Teachers are not rushing because they want to.
They rush because the curriculum is packed so tightly that every minute is spoken for.
There is barely time to finish the lesson, much less pause for questions.
The irony is that questions are where real learning happens.
A question is the mind trying to make meaning.
It is the moment a student reaches beyond memorizing and starts thinking.
But when the day is so full that students cannot even ask questions, they never learn how to question.
And if they never learn how to question, they never learn how to think.
Yet people still say things like, “If the standards are the same, classrooms should look the same.”
That idea sounds organized on paper, but it reveals a misunderstanding of learning.
Two classes can have the same standards and be in completely different places.
Because no two groups of students are the same.
No two teachers are the same.
No two paths to understanding are the same.

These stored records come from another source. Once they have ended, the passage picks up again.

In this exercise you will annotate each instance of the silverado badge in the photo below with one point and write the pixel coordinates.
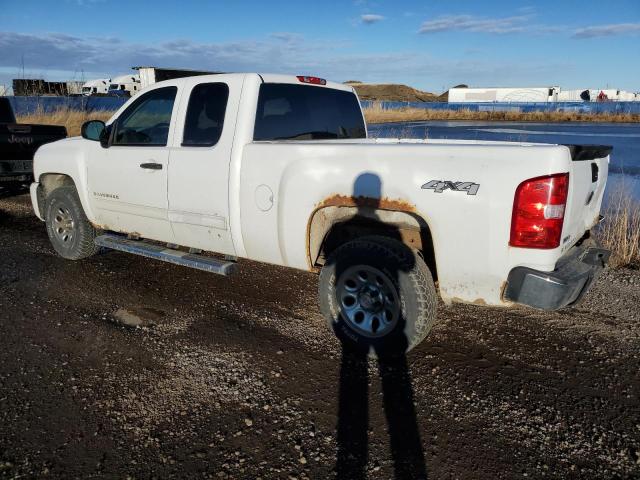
(440, 186)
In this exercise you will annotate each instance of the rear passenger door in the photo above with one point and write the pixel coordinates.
(199, 165)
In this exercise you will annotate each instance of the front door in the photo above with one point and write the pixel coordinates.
(128, 181)
(199, 165)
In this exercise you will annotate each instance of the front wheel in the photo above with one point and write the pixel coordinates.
(70, 232)
(378, 295)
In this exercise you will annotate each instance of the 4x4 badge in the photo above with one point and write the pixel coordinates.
(440, 186)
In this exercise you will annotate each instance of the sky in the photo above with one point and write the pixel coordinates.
(429, 44)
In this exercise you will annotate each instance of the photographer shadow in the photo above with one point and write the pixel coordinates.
(398, 398)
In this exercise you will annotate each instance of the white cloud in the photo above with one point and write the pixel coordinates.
(370, 18)
(607, 30)
(472, 23)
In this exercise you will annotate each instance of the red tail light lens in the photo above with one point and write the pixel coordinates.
(313, 80)
(538, 212)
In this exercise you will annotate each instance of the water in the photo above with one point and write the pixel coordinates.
(624, 169)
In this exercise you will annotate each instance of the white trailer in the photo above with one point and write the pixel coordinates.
(150, 75)
(94, 87)
(478, 95)
(125, 84)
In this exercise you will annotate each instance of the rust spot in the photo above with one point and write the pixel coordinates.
(381, 203)
(503, 288)
(338, 200)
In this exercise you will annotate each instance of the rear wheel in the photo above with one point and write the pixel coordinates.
(378, 295)
(70, 232)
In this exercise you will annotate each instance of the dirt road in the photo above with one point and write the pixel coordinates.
(237, 378)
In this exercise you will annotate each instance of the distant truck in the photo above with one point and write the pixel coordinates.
(202, 170)
(96, 87)
(124, 85)
(480, 95)
(18, 144)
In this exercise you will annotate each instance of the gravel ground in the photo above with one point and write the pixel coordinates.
(237, 378)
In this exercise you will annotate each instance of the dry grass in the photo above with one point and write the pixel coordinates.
(72, 119)
(378, 114)
(620, 230)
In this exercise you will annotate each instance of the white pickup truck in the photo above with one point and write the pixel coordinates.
(202, 170)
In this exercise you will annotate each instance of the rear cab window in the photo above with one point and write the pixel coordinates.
(205, 115)
(305, 112)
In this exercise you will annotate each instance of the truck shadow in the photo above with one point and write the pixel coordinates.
(398, 398)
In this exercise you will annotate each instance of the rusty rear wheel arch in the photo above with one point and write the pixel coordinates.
(330, 227)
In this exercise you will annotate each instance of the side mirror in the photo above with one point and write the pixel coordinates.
(92, 130)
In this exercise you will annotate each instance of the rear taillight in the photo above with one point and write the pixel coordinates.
(312, 80)
(538, 212)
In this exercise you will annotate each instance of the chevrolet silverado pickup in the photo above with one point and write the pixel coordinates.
(201, 171)
(18, 143)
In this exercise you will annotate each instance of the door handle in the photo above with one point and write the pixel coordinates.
(151, 166)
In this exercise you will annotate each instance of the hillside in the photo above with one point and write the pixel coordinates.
(391, 92)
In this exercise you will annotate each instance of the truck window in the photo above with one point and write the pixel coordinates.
(146, 121)
(205, 114)
(304, 112)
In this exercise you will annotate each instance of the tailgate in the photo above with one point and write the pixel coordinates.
(20, 141)
(588, 178)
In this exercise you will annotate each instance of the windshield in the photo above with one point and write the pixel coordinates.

Standards describe the goals.
They do not dictate the route.
They do not require identical classrooms moving at identical speeds.
Learning is not a race to stay on pace.
Learning is the space to wonder, question, explore, and connect ideas.
When we remove that space, we are not raising rigor.
We are removing thinking.
If we truly want deeper learning, we need less racing and more room.
Less pressure to cover content and more permission to understand it.
Less focus on identical pacing and more focus on actual growth.
Because students do not grow from being pushed through material.
They grow from being allowed to think.